The cottonmouth, commonly referred to as a water moccasin, is a stout bodied snake that is alternately described as reclusive and aggressive. My personal experience with this pit viper is that it is highly territorial, and not likely to give ground when confronted. That said, the cottonmouth has never exactly been aggressive as far as what I have seen. It will stand it’s ground, gape open it’s mouth, and wait for you to leave. This is not exactly aggressive behavior as much as stubborn.
There are at least three subspecies of cottonmouth found in North America, and they are all fairly abundant within their ranges. There is the Eastern Cottomouth (Agkistrodan piscivorus piscivorus), the Florida cottonmouth (Agkistrodan piscivorus conanti) and the Western cottonmouth (Agkistrodan piscivorus leucostoma). They all are similar with coloration being the primary difference among them. This article will deal with the Eastern cottonmouth as this is the species of which I have the most knowledge of.
Is the Cottonmouth Dangerous?
Cottonmouths are venomous, and the venom is somewhat comparable to the bite of most large rattlesnakes. They are not quite as serious as those rattlesnakes, but they are more toxic than the copperhead. The bite of the cottonmouth can cause massive tissue loss at the site of the bite, and often will make you incredibly sick. Can it kill you? Absolutely it can if you do not get treatment for the bite. The vast majority of cottonmouth snake bites do not end in death, however. Bites should be considered serious and should always be treated as an emergency.
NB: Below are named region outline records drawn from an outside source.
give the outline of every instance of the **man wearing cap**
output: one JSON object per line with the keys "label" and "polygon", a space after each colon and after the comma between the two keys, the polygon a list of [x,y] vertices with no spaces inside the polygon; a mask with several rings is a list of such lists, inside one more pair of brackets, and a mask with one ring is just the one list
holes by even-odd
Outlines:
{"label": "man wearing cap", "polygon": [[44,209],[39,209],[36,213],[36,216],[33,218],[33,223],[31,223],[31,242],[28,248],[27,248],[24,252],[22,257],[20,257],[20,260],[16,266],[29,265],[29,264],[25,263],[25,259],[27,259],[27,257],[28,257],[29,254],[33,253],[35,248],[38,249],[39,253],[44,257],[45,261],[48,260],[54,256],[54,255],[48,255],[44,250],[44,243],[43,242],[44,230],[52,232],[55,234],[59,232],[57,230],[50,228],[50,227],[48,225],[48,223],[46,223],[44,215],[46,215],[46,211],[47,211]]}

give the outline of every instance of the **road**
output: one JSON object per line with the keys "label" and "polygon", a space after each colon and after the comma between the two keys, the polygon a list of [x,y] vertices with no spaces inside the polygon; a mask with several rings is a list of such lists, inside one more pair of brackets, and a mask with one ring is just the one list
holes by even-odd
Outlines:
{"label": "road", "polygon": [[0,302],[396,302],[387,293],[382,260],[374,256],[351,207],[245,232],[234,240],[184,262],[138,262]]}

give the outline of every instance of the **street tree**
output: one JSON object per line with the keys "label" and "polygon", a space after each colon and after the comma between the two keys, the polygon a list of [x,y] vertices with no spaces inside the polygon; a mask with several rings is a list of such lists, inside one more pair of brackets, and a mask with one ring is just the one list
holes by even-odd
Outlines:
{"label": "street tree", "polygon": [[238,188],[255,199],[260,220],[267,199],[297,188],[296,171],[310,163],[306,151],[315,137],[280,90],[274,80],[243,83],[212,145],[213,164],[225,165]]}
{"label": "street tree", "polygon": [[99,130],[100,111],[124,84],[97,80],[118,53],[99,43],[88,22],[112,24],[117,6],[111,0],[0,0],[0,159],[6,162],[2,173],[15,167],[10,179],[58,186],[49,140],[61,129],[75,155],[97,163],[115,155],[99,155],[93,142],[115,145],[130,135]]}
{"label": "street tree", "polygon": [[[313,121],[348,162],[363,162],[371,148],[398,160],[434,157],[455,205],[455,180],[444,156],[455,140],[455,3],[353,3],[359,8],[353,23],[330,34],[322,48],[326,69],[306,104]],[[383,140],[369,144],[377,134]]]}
Where Are Cottonmouths Located?
Cottonmouth snakes are very common throughout the Southeast to include North Carolina, South Carolina, Georgia, Florida, Alabama, Kentucky, Tennessee, Alabama, and Arkansas. This list is far from all inclusive, but it is the “hot bed” of cottonmouth locations.
How Big Do Cottonmouths Get?
The cottonmouth can grow up to about 3-4 feet on average. They do not get extremely long, but they are known to get quite fat. Their bodies are very stout and the snake is quite powerful looking as a rule. Baby cottonmouths are usually about a foot.
Identification of the Cottonmouth
Cottonmouth snakes are usually identified by the white coloration that is clearly shown to anyone that happens to be close. The cottonmouth will generally curl into a strike position and gape open its jaws, thereby showing the reason they are called cottonmouths. The two large fangs that are hinged back when the snake closes its mouth are sometimes visible as well. If you are close enough to note the fangs, then you are way too close.
The head of the cottonmouth is noticeably larger than the neck, and they are generally triangular in shape. The head also houses pits which allow the snake to hunt effectively. These heat sensing pits are a primary feature of a pit viper such as the cottonmouth.
The cottonmouth also can be highly variant in color, depending on where it is located and the species. In general, cottonmouths are darker as they age, and markings begin to fade. The cottonmouth often has bands that are serrated at the edges. The ground color can be black, grey, brown, or even a olive color.
The cottonmouth has been known to do some odd things. They are not your everyday snake by any means. For example, when a cottonmouth goes into the water, they swim with the head up and over the body. Most other water snakes swim low in the water.
The classic urban myth about a water skier falling into a bed of cottonmouths is simply not true. Cottonmouths do not nest in the water, and they tend to run when in the water. Oddly, they do not seem as brave in the water as they are on land. On land, the cottonmouth is usually going to stand its ground.
Though the cottonmouth is widely feared, it should not be. The snake is a formidable reptile that deserves respect, not fear. As long as you give them a wide berth, the cottonmouth will never be a problem for anyone. They are beautiful and quite necessary in our ecosystems throughout the United States.